The results of Experiment 1 suggest that there may be attributes of these materials that made the task markedly more challenging than previous statistical learning tasks. One possible factor that could have given rise to our participants’ difficulty in performing this task is the acoustically prominent nature of lexical tones. Lexical tones are carried by the fundamental frequency in speech. Though vowel quality and coarticulation may slightly condition the realization of tones, lexical tones nevertheless exist at the suprasegmental level, i.e., a tone’s pitch contour and pitch height can be consistently realized irrespective of segmental characteristics of the syllable with which they are paired (Liberman and Pierrehumbert, 1984; Shen, 1992; Cao, 2002; Liu et al., 2007). In contrast to lexical stress, which can also change a word’s meaning (e.g., REcord versus reCORD), lexical tone alters meaning in a far more dramatic fashion and usually results in semantically unrelated lexical items (e.g., /pa/ can mean “eight,” “to pull,” “target,” or “father” depending on the four tones in Mandarin). Such lexical contrast cannot be accomplished by any suprasegmental properties inherent in Indo-European languages. Adult second language learners with non-tonal linguistic backgrounds frequently report that tones are the hardest aspect of a tonal language to acquire (Peabody and Seneff, 2009), suggesting an inherent complexity of tones as perceived by non-tonal language speakers. Furthermore, in a study looking at tonal discrimination abilities across languages, native Mandarin speakers outperformed non-tonal participants in a task requiring them to discriminate between Thai tones (Wayland and Guion, 2004). That result suggests that experience with lexical tones in one language facilitates the discrimination of tones in another language, demonstrating the important role of prior linguistic experience in processing lexical tones.

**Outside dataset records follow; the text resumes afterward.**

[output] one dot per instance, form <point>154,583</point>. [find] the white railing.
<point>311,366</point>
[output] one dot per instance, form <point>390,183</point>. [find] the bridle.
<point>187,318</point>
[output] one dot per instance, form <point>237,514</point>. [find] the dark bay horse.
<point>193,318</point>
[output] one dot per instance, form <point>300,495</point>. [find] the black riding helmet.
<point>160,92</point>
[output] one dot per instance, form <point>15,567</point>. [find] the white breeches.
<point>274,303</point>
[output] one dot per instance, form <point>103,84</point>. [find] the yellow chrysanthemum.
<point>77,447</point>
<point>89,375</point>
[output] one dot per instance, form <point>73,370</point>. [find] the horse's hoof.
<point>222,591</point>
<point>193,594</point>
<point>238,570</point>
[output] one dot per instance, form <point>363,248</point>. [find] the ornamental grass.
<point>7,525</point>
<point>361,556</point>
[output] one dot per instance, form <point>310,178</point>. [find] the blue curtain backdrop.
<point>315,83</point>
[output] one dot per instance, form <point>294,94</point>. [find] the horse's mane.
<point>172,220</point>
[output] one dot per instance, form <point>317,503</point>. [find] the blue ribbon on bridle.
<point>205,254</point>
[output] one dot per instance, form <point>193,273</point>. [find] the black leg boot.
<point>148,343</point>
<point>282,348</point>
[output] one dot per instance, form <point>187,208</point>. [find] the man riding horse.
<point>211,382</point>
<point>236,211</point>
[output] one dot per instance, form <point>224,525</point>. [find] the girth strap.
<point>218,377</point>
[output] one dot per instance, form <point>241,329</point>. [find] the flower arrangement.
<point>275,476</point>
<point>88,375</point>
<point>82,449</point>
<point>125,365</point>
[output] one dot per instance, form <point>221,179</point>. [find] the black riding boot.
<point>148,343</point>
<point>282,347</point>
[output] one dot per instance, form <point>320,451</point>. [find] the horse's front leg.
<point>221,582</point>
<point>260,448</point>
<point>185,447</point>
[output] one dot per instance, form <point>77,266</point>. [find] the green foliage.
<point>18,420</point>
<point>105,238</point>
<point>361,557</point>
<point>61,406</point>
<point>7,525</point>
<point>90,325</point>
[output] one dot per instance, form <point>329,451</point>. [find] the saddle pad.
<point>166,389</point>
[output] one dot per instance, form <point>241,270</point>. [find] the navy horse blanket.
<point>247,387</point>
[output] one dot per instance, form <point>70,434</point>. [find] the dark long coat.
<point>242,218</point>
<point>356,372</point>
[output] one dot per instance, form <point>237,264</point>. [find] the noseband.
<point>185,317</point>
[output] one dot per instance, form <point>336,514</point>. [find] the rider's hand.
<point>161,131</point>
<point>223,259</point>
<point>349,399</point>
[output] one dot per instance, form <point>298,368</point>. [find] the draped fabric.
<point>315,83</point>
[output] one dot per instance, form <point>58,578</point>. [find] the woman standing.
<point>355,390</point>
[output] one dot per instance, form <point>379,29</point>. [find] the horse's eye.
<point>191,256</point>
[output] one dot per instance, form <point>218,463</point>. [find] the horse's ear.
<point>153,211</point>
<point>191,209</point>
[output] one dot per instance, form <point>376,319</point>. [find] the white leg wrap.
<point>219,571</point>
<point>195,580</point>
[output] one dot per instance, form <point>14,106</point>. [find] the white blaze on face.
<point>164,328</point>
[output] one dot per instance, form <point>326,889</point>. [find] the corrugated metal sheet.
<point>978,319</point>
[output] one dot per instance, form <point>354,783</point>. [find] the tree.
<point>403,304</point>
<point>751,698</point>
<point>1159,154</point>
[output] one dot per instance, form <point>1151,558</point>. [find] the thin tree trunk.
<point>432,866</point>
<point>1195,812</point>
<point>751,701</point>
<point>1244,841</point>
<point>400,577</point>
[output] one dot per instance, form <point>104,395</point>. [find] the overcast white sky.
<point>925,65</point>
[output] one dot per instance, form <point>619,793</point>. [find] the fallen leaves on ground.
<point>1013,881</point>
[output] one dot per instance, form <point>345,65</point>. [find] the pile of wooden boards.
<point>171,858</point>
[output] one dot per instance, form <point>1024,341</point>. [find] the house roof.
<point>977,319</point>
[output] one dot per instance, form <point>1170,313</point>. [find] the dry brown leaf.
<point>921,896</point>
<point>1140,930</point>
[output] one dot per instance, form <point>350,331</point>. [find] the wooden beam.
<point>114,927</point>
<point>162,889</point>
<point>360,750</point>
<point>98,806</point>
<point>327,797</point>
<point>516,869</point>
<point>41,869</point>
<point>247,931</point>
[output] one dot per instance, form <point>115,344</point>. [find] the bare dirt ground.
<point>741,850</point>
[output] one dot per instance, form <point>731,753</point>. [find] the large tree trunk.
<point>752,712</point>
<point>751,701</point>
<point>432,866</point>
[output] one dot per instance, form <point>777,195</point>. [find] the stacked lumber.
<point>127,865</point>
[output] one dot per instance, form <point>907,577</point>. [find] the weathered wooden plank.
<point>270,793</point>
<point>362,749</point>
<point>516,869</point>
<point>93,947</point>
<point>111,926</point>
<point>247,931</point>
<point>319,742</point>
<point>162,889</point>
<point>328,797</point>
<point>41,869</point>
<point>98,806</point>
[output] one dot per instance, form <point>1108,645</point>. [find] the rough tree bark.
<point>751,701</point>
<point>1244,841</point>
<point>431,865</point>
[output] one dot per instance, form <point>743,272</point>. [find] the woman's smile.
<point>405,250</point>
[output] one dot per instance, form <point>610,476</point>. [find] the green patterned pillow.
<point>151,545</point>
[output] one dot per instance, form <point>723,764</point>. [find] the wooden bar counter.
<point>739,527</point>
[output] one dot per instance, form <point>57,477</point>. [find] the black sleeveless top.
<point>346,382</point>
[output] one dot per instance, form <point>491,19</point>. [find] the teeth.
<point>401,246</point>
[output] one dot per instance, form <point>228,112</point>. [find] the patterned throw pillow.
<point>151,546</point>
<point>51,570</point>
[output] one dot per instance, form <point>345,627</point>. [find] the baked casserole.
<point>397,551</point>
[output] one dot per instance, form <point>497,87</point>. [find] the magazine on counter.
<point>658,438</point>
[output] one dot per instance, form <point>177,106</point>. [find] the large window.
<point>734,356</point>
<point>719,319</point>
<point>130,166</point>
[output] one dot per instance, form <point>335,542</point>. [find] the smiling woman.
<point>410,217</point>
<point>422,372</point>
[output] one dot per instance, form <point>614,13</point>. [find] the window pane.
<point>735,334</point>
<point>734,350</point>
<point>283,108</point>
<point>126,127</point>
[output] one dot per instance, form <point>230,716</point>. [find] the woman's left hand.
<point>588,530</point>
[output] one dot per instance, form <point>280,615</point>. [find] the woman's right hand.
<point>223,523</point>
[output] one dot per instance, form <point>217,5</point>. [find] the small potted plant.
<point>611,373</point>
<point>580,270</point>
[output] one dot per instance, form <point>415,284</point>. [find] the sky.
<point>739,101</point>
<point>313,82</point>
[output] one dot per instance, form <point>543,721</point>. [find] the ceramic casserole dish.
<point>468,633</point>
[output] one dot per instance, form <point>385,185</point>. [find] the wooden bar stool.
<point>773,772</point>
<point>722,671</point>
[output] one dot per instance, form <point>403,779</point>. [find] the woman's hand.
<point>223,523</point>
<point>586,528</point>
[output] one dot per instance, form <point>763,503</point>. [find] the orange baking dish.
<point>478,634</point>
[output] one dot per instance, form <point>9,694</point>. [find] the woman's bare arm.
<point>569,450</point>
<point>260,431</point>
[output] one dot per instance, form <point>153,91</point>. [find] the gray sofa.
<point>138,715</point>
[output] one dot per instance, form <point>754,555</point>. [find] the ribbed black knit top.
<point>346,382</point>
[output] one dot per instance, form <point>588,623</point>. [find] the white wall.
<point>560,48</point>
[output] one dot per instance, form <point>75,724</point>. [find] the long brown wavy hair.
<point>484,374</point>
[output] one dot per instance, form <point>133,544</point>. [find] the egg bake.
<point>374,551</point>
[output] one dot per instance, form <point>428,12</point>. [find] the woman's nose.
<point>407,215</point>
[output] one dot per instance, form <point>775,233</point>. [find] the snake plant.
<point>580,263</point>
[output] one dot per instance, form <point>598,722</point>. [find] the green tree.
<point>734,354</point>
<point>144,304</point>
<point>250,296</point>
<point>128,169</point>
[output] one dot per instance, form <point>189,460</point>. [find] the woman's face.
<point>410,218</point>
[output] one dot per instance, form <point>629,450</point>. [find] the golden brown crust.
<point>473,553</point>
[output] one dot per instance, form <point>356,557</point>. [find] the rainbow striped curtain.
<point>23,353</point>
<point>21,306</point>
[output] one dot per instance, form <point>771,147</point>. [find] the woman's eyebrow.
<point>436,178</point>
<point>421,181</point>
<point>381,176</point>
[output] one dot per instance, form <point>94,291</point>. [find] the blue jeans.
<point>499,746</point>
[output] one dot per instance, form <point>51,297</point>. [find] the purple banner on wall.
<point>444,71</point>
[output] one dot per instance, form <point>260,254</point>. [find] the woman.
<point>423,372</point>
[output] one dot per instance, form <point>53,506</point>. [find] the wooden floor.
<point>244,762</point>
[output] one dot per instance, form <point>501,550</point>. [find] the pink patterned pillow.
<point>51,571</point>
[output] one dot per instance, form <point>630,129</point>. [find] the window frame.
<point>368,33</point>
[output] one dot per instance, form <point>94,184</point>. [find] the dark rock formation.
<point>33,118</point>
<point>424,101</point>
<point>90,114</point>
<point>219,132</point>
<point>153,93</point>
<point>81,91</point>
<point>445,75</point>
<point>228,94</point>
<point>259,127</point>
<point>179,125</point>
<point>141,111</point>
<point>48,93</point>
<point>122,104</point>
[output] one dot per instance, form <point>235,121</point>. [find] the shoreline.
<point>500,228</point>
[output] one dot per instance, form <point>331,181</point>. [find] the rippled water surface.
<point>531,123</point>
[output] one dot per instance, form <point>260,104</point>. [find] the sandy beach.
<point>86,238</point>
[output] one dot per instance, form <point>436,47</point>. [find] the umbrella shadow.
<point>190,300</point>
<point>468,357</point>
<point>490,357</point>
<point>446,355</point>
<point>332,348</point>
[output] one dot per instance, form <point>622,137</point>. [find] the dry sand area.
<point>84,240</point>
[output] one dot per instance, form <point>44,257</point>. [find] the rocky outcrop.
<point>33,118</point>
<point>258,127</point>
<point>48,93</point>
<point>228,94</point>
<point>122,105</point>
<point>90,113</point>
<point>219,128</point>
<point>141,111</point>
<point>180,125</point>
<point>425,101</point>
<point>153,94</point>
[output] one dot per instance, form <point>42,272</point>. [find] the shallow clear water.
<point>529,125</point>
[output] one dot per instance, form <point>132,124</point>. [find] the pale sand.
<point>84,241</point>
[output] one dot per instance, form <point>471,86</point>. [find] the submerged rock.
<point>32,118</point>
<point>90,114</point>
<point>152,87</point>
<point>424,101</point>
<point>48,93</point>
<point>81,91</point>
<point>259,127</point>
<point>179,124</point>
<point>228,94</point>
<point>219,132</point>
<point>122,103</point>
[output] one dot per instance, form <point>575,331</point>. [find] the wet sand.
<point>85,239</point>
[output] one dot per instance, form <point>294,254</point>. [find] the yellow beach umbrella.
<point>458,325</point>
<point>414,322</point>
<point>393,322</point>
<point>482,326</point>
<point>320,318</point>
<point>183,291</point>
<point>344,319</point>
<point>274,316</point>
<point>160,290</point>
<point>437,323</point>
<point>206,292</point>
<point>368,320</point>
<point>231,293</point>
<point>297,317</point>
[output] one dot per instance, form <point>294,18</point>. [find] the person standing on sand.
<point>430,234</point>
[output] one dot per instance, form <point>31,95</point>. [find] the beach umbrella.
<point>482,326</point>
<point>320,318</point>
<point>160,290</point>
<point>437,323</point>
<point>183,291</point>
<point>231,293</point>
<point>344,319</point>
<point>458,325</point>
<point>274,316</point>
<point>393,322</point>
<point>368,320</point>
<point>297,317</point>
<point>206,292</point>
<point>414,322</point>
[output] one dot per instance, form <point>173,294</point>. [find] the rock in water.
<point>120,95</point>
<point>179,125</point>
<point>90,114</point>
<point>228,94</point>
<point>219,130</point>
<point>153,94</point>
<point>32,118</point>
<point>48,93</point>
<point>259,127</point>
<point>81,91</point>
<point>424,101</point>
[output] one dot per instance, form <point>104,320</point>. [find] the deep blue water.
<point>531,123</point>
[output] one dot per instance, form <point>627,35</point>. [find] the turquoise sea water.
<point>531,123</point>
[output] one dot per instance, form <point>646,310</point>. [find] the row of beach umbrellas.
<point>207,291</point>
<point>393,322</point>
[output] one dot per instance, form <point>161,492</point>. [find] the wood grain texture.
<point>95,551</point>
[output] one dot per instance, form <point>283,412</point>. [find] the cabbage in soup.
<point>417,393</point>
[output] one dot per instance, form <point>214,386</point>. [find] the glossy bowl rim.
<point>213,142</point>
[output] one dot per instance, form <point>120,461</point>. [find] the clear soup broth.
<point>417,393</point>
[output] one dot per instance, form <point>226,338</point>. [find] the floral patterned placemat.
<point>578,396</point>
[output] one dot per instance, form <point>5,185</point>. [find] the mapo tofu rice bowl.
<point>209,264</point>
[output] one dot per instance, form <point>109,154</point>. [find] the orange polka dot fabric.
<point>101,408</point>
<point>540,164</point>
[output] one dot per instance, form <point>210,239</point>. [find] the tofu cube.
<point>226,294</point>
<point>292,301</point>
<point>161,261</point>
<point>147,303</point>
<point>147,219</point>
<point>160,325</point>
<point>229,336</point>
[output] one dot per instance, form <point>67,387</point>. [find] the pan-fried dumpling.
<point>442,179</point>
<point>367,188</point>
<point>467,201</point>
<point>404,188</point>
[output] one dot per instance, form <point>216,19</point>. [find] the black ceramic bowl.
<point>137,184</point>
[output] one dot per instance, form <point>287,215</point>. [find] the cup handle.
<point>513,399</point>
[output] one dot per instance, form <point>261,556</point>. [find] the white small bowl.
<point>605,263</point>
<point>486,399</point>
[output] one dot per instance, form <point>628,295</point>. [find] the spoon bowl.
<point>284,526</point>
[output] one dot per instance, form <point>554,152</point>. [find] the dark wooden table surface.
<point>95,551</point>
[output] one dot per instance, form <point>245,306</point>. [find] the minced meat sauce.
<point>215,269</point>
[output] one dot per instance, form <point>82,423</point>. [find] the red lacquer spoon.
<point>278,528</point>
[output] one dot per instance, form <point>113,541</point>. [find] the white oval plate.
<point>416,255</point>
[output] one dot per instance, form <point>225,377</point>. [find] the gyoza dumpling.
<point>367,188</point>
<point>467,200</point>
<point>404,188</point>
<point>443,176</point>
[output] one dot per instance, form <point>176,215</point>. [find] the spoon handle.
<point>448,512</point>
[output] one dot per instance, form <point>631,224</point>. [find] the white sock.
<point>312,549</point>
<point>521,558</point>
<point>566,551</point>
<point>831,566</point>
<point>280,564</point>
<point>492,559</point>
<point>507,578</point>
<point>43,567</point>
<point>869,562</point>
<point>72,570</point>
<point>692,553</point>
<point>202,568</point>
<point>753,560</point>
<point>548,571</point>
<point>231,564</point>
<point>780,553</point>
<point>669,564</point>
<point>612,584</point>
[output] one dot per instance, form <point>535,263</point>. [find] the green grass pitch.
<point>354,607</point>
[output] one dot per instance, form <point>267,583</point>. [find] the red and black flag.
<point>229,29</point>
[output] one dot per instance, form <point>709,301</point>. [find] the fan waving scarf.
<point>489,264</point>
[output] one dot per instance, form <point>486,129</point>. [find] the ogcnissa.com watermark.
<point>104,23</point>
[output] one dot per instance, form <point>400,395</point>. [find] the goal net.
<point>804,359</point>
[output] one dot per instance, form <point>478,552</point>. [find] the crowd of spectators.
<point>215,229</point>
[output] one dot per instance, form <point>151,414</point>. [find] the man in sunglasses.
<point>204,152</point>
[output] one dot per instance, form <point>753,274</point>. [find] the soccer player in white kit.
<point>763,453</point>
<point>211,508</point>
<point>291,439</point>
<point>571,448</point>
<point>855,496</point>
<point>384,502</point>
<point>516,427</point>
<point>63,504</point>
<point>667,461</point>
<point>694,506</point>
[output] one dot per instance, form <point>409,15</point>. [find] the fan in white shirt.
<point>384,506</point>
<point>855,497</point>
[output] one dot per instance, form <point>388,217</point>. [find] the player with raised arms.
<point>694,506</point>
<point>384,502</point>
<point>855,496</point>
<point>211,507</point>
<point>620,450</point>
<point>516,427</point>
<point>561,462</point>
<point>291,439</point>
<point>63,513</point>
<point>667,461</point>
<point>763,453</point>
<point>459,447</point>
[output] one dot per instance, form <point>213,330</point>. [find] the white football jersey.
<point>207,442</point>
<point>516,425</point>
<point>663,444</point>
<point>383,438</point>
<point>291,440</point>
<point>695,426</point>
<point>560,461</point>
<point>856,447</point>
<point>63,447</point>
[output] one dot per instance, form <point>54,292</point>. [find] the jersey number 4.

Therefore, we hypothesized that previous exposure to a tonal language might facilitate learning in our tonal statistical learning task. To address this hypothesis and examine the potential effect of a more variable language experience on word segmentation in a new language, we next examined the performance of native Mandarin speakers from the same university community as the participants from Experiment 1. These participants were bilingual in Mandarin and English. While they attended the same university as the monolingual English-speaking participants from Experiment 1, these participants differ two ways: exposure to Mandarin and bilingual status. To control for the latter factor, we also collected data from a group of monolingual college students in Mainland China. This group came from a different country and university setting than the participants in Experiment 1, but share their monolingual status. We thus included two groups of Mandarin-speaking participants in Experiment 2, bilingual international students in the USA and monolingual students in Mainland China.

Experiment 2

As native speakers of Mandarin, a lexical tone language, both the Mandarin monolinguals and Mandarin–English bilinguals tested in Experiment 2 are intimately familiar with the properties of tones. If the failure of monolingual English speakers in Experiment 1 was due to the aural interference produced by lexical tones, both groups of Mandarin speakers should be able to succeed in the segmentation task. This experiment also afforded the opportunity to examine the effects of more variable language experiences (bilingual versus monolingual) on a challenging statistical learning task.